En “la importancia del polvo”, el naturalista Alfred Russel Wallace insiste en lo mucho que le debemos a la materia orgánica que flota en la atmósfera: no sólo el azul del cielo y la belleza de los atardeceres, sino “quizá hasta la capacidad de habitar el planeta”. La emisión de contaminantes ya era un problema en la Inglaterra de finales de la primera Revolución Industrial, con volúmenes aterradores de carbón despedidos sin ningún control, pero había que reconocer que gracias a una mezcla análoga de gases y partículas se habían formado las nubes, la neblina y las lluvias, y que sin ellas la Tierra habría permanecido como un desierto permanente, asolado por la radiación ultravioleta.

El polvo y los vapores reflejan la luz solar y la devuelven al espacio, al mismo tiempo que impiden que el calor proveniente del suelo se disipe fácilmente. En noches góticas, cuando una confusión de reflectores ilumina el cielo encapotado, más que en Batman pienso en Wallace y su empeño por glorificar los desechos volátiles.

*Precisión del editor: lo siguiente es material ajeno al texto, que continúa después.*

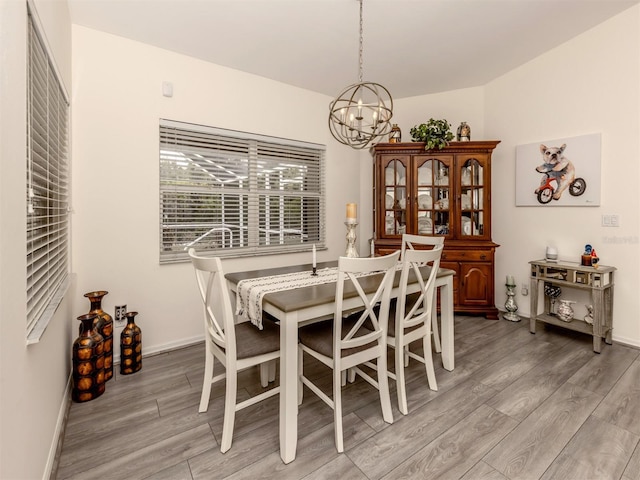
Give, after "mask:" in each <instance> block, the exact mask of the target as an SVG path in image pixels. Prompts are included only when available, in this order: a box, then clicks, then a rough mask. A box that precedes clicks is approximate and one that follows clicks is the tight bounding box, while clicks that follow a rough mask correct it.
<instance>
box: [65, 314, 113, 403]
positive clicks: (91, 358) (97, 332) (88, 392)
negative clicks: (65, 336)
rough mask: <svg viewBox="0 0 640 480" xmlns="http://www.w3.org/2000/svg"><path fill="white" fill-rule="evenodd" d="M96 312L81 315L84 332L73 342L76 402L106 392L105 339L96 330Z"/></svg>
mask: <svg viewBox="0 0 640 480" xmlns="http://www.w3.org/2000/svg"><path fill="white" fill-rule="evenodd" d="M97 318H98V316H97V315H96V314H95V313H87V314H85V315H80V316H79V317H78V320H80V322H81V324H82V325H81V328H82V332H81V333H80V336H79V337H78V338H77V339H76V340H75V341H74V342H73V389H72V391H71V399H72V400H73V401H74V402H88V401H89V400H93V399H94V398H98V397H99V396H100V395H102V394H103V393H104V390H105V378H104V340H103V338H102V336H101V335H100V334H99V333H98V332H97V331H96V330H95V328H94V323H95V321H96V319H97Z"/></svg>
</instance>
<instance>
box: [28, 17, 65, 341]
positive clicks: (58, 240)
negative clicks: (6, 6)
mask: <svg viewBox="0 0 640 480" xmlns="http://www.w3.org/2000/svg"><path fill="white" fill-rule="evenodd" d="M28 55H29V57H28V59H27V64H28V76H27V82H28V85H27V120H28V124H27V184H26V187H27V188H26V190H27V191H26V194H27V209H28V210H27V237H26V238H27V285H26V288H27V342H28V343H35V342H37V341H38V339H39V337H40V335H41V334H42V332H43V331H44V328H45V327H46V325H47V323H48V322H49V320H50V319H51V317H52V316H53V313H54V312H55V309H56V308H57V306H58V304H59V303H60V301H61V299H62V296H63V295H64V293H65V291H66V288H67V285H68V276H69V212H68V210H69V209H68V191H69V166H68V134H67V132H68V117H69V110H68V109H69V104H68V102H67V97H66V95H65V92H64V90H63V88H62V86H61V82H60V80H59V78H58V75H57V72H56V70H55V68H54V65H53V63H52V60H51V58H50V57H49V55H48V53H47V50H46V48H45V45H44V42H43V41H42V39H41V37H40V35H39V34H38V31H37V29H36V25H35V24H34V19H33V17H32V16H31V15H29V45H28Z"/></svg>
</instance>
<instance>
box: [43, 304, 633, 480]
mask: <svg viewBox="0 0 640 480" xmlns="http://www.w3.org/2000/svg"><path fill="white" fill-rule="evenodd" d="M455 338H456V347H455V351H456V368H455V370H454V371H453V372H448V371H446V370H443V369H442V366H441V363H440V356H439V355H438V354H436V355H435V361H436V376H437V380H438V387H439V388H438V391H437V392H433V391H431V390H429V389H428V386H427V380H426V375H425V374H424V370H423V369H422V368H423V367H422V366H421V365H420V364H418V363H417V362H415V361H412V362H411V365H410V367H409V374H408V379H409V383H408V396H409V415H407V416H403V415H401V414H400V413H399V412H398V410H397V409H396V408H395V406H396V405H397V403H396V398H395V387H392V388H393V390H392V405H394V423H393V424H392V425H388V424H385V423H384V422H383V421H382V414H381V411H380V407H379V401H378V397H377V392H376V391H375V390H374V389H373V388H372V387H370V386H369V384H367V383H366V382H364V381H363V380H362V379H361V378H359V377H358V380H357V381H356V382H355V383H354V384H350V385H348V386H346V387H345V388H344V389H343V404H344V409H345V411H344V435H345V436H344V441H345V453H344V454H338V453H337V452H336V450H335V447H334V437H333V413H332V411H331V410H330V409H329V407H327V406H326V405H325V404H324V403H322V402H321V401H320V400H319V399H318V398H317V397H316V396H315V395H313V394H312V393H311V392H309V391H308V390H306V389H305V401H304V403H303V404H302V406H301V407H300V411H299V415H298V425H299V440H298V450H297V458H296V460H295V461H293V462H292V463H290V464H289V465H285V464H283V463H282V461H281V460H280V455H279V450H278V397H277V396H276V397H272V398H270V399H268V400H266V401H265V402H262V403H259V404H257V405H255V406H252V407H249V408H248V409H245V410H243V411H241V412H239V413H238V414H237V416H236V428H235V433H234V439H233V445H232V447H231V450H229V451H228V452H227V453H226V454H222V453H220V449H219V443H218V442H219V441H220V438H221V432H222V413H223V391H224V389H223V385H220V386H216V387H214V390H213V391H212V399H211V402H210V406H209V411H208V412H207V413H201V414H199V413H198V403H199V398H200V388H201V381H202V374H203V363H204V346H203V345H202V344H200V345H195V346H192V347H188V348H183V349H180V350H175V351H172V352H168V353H163V354H160V355H155V356H152V357H145V358H144V360H143V367H142V370H141V371H140V372H138V373H136V374H134V375H129V376H120V375H119V373H117V372H116V374H115V375H114V378H113V379H112V380H110V381H109V382H108V383H107V388H106V392H105V393H104V395H102V397H100V398H98V399H96V400H93V401H91V402H87V403H83V404H76V403H74V404H72V405H71V408H70V413H69V419H68V422H67V426H66V432H65V436H64V441H63V445H62V449H61V452H60V455H59V458H58V461H57V465H56V473H55V474H54V476H53V478H56V479H60V480H62V479H81V478H84V479H101V480H117V479H128V480H132V479H154V480H160V479H171V480H181V479H189V480H192V479H193V480H195V479H222V478H234V479H235V478H242V479H258V478H277V479H305V480H311V479H341V480H342V479H380V478H382V479H394V480H395V479H400V478H411V479H435V478H447V479H465V480H468V479H562V480H565V479H576V480H591V479H594V480H595V479H623V480H638V479H640V351H639V350H637V349H633V348H629V347H625V346H621V345H613V346H610V345H603V349H602V353H601V354H600V355H598V354H595V353H594V352H593V351H592V342H591V337H588V336H586V335H582V334H577V333H572V332H568V331H565V330H562V329H554V328H552V327H547V328H545V327H544V326H542V325H539V326H538V332H537V333H536V334H535V335H532V334H531V333H529V329H528V321H523V322H520V323H510V322H507V321H504V320H499V321H495V320H486V319H484V318H477V317H466V316H457V317H456V334H455ZM306 365H309V366H308V367H305V372H307V373H311V374H312V375H314V376H315V377H316V378H321V377H322V378H323V379H324V381H325V384H326V386H327V388H328V390H327V391H330V390H329V385H330V382H331V378H330V372H329V371H328V370H326V369H322V368H321V367H320V366H319V365H317V364H316V365H314V364H311V362H310V361H309V363H308V364H307V363H305V366H306ZM116 369H117V367H116ZM240 378H241V379H240V388H241V392H242V393H241V394H240V396H243V397H246V396H247V395H249V392H252V391H256V389H259V388H260V386H259V378H258V372H257V370H252V371H246V372H243V373H242V374H241V377H240ZM391 385H392V386H393V383H392V382H391Z"/></svg>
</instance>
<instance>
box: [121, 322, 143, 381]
mask: <svg viewBox="0 0 640 480" xmlns="http://www.w3.org/2000/svg"><path fill="white" fill-rule="evenodd" d="M136 315H138V312H127V313H126V314H125V316H126V317H127V326H126V327H124V330H122V333H120V374H121V375H130V374H132V373H135V372H137V371H138V370H140V369H141V368H142V330H140V327H139V326H138V325H136V322H135V318H136Z"/></svg>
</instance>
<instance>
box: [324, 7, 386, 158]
mask: <svg viewBox="0 0 640 480" xmlns="http://www.w3.org/2000/svg"><path fill="white" fill-rule="evenodd" d="M358 1H359V2H360V50H359V71H360V75H359V78H358V83H354V84H353V85H349V86H348V87H347V88H345V89H344V90H343V91H342V92H341V93H340V95H338V97H337V98H336V99H335V100H333V101H332V102H331V104H330V105H329V130H330V131H331V134H332V135H333V136H334V138H335V139H336V140H338V141H339V142H340V143H342V144H344V145H348V146H350V147H352V148H356V149H362V148H365V147H366V146H367V145H369V143H370V142H371V141H372V140H374V139H375V138H376V137H382V136H384V135H388V134H389V132H390V131H391V124H390V123H389V121H390V120H391V117H392V116H393V99H392V98H391V94H389V90H387V89H386V88H385V87H383V86H382V85H380V84H379V83H373V82H363V81H362V50H363V49H362V1H363V0H358Z"/></svg>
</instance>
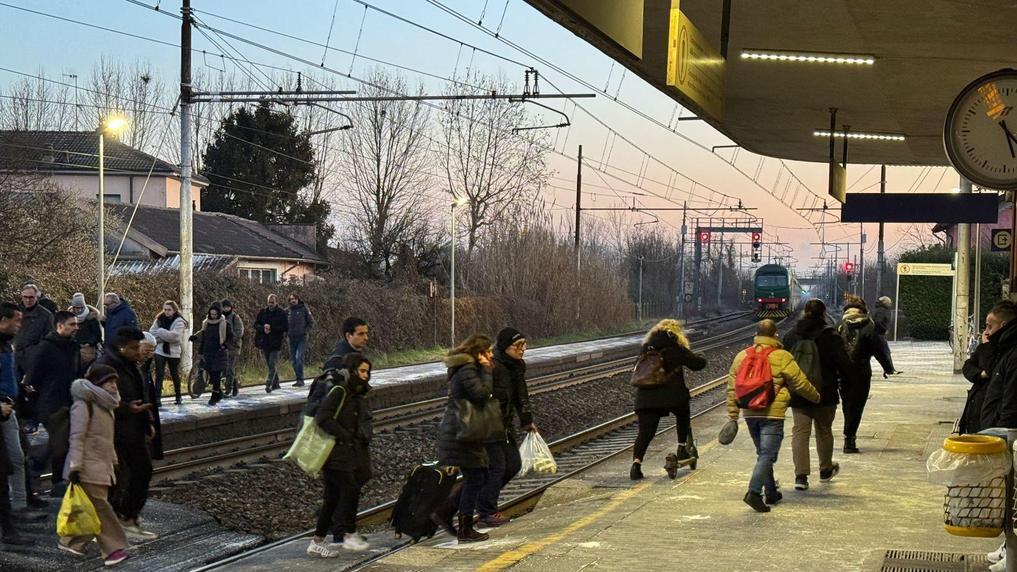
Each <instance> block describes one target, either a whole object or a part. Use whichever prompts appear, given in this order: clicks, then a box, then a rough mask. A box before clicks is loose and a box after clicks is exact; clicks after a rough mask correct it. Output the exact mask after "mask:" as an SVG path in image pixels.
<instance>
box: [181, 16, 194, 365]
mask: <svg viewBox="0 0 1017 572" xmlns="http://www.w3.org/2000/svg"><path fill="white" fill-rule="evenodd" d="M180 14H181V15H182V16H183V18H182V19H181V22H180V310H181V311H182V312H183V314H184V339H187V338H189V337H190V335H191V332H192V327H191V325H192V324H194V301H193V297H194V291H193V288H194V276H193V261H192V254H193V244H194V243H193V236H192V235H191V221H192V219H193V208H194V205H193V203H192V202H191V192H190V185H191V173H190V170H191V109H190V106H191V76H190V67H191V61H190V55H191V26H190V22H191V7H190V0H183V5H182V6H181V8H180ZM182 345H183V355H181V358H182V359H181V361H182V362H183V367H182V371H183V375H184V376H185V377H186V375H187V373H188V371H189V370H190V362H191V360H190V344H188V343H185V344H182Z"/></svg>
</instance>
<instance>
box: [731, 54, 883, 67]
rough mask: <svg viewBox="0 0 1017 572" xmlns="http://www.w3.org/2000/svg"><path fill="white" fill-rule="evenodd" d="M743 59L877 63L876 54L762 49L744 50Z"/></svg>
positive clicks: (821, 61) (812, 61)
mask: <svg viewBox="0 0 1017 572" xmlns="http://www.w3.org/2000/svg"><path fill="white" fill-rule="evenodd" d="M741 59H743V60H770V61H789V62H805V63H839V64H847V65H873V64H875V63H876V58H875V57H874V56H858V55H846V54H820V53H810V52H777V51H769V52H765V51H762V50H742V51H741Z"/></svg>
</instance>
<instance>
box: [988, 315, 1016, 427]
mask: <svg viewBox="0 0 1017 572" xmlns="http://www.w3.org/2000/svg"><path fill="white" fill-rule="evenodd" d="M990 314H991V316H993V317H995V319H996V320H998V321H999V322H1000V327H999V329H998V330H997V331H996V332H994V333H993V334H992V335H991V336H989V346H990V349H989V351H991V352H993V354H994V355H995V358H996V362H995V366H994V367H993V370H992V373H991V374H992V377H991V378H990V380H989V387H986V388H985V397H984V400H983V401H982V403H981V426H980V428H981V430H986V428H991V427H1005V428H1009V427H1017V351H1015V349H1017V320H1015V319H1017V304H1014V302H1011V301H1010V300H1003V301H1001V302H1000V303H998V304H996V305H995V306H993V310H992V311H991V312H990Z"/></svg>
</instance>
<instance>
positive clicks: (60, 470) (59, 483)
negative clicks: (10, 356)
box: [28, 310, 81, 497]
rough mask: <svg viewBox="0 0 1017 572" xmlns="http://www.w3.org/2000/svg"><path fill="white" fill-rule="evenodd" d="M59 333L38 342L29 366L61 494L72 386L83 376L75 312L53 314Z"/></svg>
mask: <svg viewBox="0 0 1017 572" xmlns="http://www.w3.org/2000/svg"><path fill="white" fill-rule="evenodd" d="M54 318H55V320H56V327H57V330H56V332H50V333H49V334H47V335H46V337H45V338H43V341H42V343H40V344H39V349H38V350H37V351H36V352H35V354H34V356H33V362H32V363H31V364H29V366H28V370H29V371H32V375H31V377H29V380H28V383H29V385H32V386H33V387H35V388H36V392H37V393H36V395H38V401H37V414H38V416H39V419H40V420H41V421H42V422H43V425H44V426H45V427H46V433H47V434H48V435H49V457H50V466H51V467H52V473H53V495H52V496H54V497H57V496H61V497H62V491H63V489H64V484H63V465H64V459H65V458H66V457H67V448H68V440H69V439H70V425H69V422H70V417H69V413H70V406H71V404H73V401H74V400H73V398H72V397H71V395H70V385H71V384H72V383H73V382H74V380H76V379H78V377H80V375H81V367H80V361H81V354H80V352H79V346H78V343H77V341H76V340H75V339H74V336H75V335H76V334H77V330H78V323H77V321H76V320H75V319H74V314H73V313H71V312H69V311H66V310H61V311H58V312H57V313H56V316H55V317H54Z"/></svg>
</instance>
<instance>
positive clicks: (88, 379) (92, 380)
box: [84, 363, 119, 386]
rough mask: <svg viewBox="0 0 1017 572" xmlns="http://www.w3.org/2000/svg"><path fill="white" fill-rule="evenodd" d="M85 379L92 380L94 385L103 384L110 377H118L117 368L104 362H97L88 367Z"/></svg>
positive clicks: (109, 378)
mask: <svg viewBox="0 0 1017 572" xmlns="http://www.w3.org/2000/svg"><path fill="white" fill-rule="evenodd" d="M84 377H85V379H87V380H88V381H89V382H92V385H94V386H101V385H103V384H104V383H106V382H107V381H108V380H109V379H110V378H117V377H119V376H118V375H117V370H116V369H114V368H113V367H110V366H109V365H103V364H102V363H96V364H95V365H93V366H92V367H88V373H87V374H85V375H84Z"/></svg>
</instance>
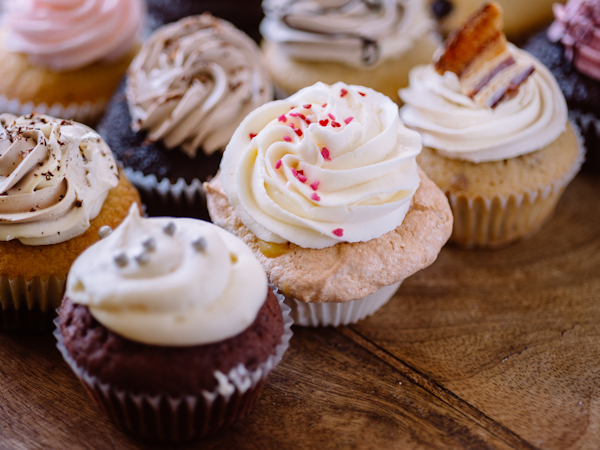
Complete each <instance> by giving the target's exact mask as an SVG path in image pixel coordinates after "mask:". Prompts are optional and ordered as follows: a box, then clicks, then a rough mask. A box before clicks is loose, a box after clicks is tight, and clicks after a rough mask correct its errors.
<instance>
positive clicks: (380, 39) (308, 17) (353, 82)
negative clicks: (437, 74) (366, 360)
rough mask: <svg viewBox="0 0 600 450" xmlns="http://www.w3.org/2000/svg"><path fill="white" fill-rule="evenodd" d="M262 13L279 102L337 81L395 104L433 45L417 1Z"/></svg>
mask: <svg viewBox="0 0 600 450" xmlns="http://www.w3.org/2000/svg"><path fill="white" fill-rule="evenodd" d="M263 9H264V11H265V15H266V17H265V19H264V21H263V22H262V24H261V33H262V35H263V37H264V39H265V40H264V42H263V44H262V46H263V49H264V51H265V56H266V60H267V67H268V69H269V72H270V74H271V76H272V78H273V81H274V82H275V84H276V86H277V87H278V88H280V89H281V91H282V92H281V95H280V97H285V96H287V95H288V94H292V93H294V92H296V91H298V90H299V89H301V88H303V87H305V86H310V85H312V84H314V83H316V82H318V81H322V82H324V83H329V84H333V83H335V82H338V81H343V82H345V83H348V84H356V85H362V86H368V87H371V88H373V89H375V90H376V91H379V92H382V93H384V94H385V95H387V96H388V97H390V98H392V99H393V100H395V101H398V94H397V92H398V89H399V88H402V87H405V86H406V85H407V84H408V72H409V70H410V69H411V68H413V67H414V66H416V65H418V64H424V63H426V62H427V61H429V60H430V59H431V56H432V55H433V52H434V51H435V49H436V48H437V46H438V44H439V38H438V37H437V35H436V34H434V33H433V32H432V30H433V28H434V25H433V21H432V20H431V19H430V18H429V15H428V11H427V5H426V3H425V1H424V0H408V1H399V0H384V1H381V2H367V1H361V0H350V1H346V0H343V1H337V0H333V1H332V0H294V1H287V0H265V1H264V2H263Z"/></svg>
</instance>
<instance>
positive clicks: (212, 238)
mask: <svg viewBox="0 0 600 450" xmlns="http://www.w3.org/2000/svg"><path fill="white" fill-rule="evenodd" d="M267 289H268V284H267V276H266V274H265V272H264V270H263V268H262V266H261V265H260V263H259V262H258V261H257V260H256V258H255V257H254V255H253V254H252V251H251V250H250V249H249V248H248V247H247V246H246V245H245V244H244V243H243V242H242V241H241V240H240V239H238V238H237V237H235V236H233V235H231V234H229V233H228V232H226V231H224V230H222V229H220V228H218V227H217V226H215V225H213V224H211V223H208V222H203V221H200V220H196V219H172V218H167V217H161V218H150V219H143V218H141V217H140V214H139V210H138V207H137V206H136V205H134V206H132V207H131V209H130V211H129V215H128V216H127V218H126V219H125V220H124V221H123V223H122V224H121V225H120V226H119V227H118V228H117V229H116V230H115V231H113V232H112V233H111V234H110V235H108V237H106V238H105V239H103V240H101V241H100V242H98V243H97V244H95V245H93V246H92V247H90V248H89V249H87V250H86V251H85V252H84V253H83V254H81V256H80V257H79V258H78V259H77V260H76V261H75V262H74V263H73V266H72V267H71V271H70V272H69V277H68V280H67V290H66V294H65V295H66V297H68V298H69V299H71V300H72V301H73V302H75V303H79V304H82V305H87V306H88V307H89V309H90V312H91V314H92V315H93V316H94V317H95V318H96V319H97V320H98V321H99V322H100V323H101V324H103V325H104V326H106V327H107V328H109V329H110V330H112V331H114V332H116V333H118V334H120V335H122V336H124V337H126V338H128V339H131V340H134V341H137V342H142V343H144V344H153V345H163V346H190V345H202V344H210V343H213V342H219V341H222V340H224V339H227V338H230V337H233V336H235V335H237V334H239V333H241V332H242V331H244V330H245V329H246V328H248V327H249V326H250V325H251V324H252V323H253V322H254V320H255V319H256V316H257V314H258V311H259V310H260V308H261V306H262V305H263V304H264V302H265V299H266V298H267Z"/></svg>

La atmósfera del planeta nunca ha permanecido estable y los científicos cuentan con registros de los vaivenes de dióxido de carbono y oxígeno a lo largo de la historia. En La gran historia de todo, David Christian resume las marejadas gaseosas que hicieron posible la biósfera y que también, en distintas ocasiones, la han puesto en peligro. Hace 2,500 millones de años, la Gran Oxidación transformó las condiciones de vida en el planeta y aniquiló a muchos organismos para los que el oxígeno resultaba venenoso. Hace 56 millones de años, en contraste, se vivió una grave crisis biológica debida al incremento de las temperaturas globales provocado por los gases de efecto invernadero. En parte por una actividad volcánica especialmente intensa, el brusco cambio climático —conocido como el Máximo Térmico, entre el Paleoceno y Eoceno— produjo que se liberara una magnitud de dióxido de carbono semejante a la que hoy se genera con los combustibles fósiles; el aumento en la temperatura, de hasta nueve grados Celsius, llevó a la extinción a miles de especies de plantas y animales, entre ellas a muchos mamíferos que comenzaban a conquistar la faz de la Tierra.

La crisis climática de la actualidad ha hecho que se aceleren, en el lapso de pocos siglos, procesos que solían tomar millones de años. Si dentro de cien años quedan en pie todavía museos, únicamente allí se encontrará, embotellado, lo que conocemos como aire puro.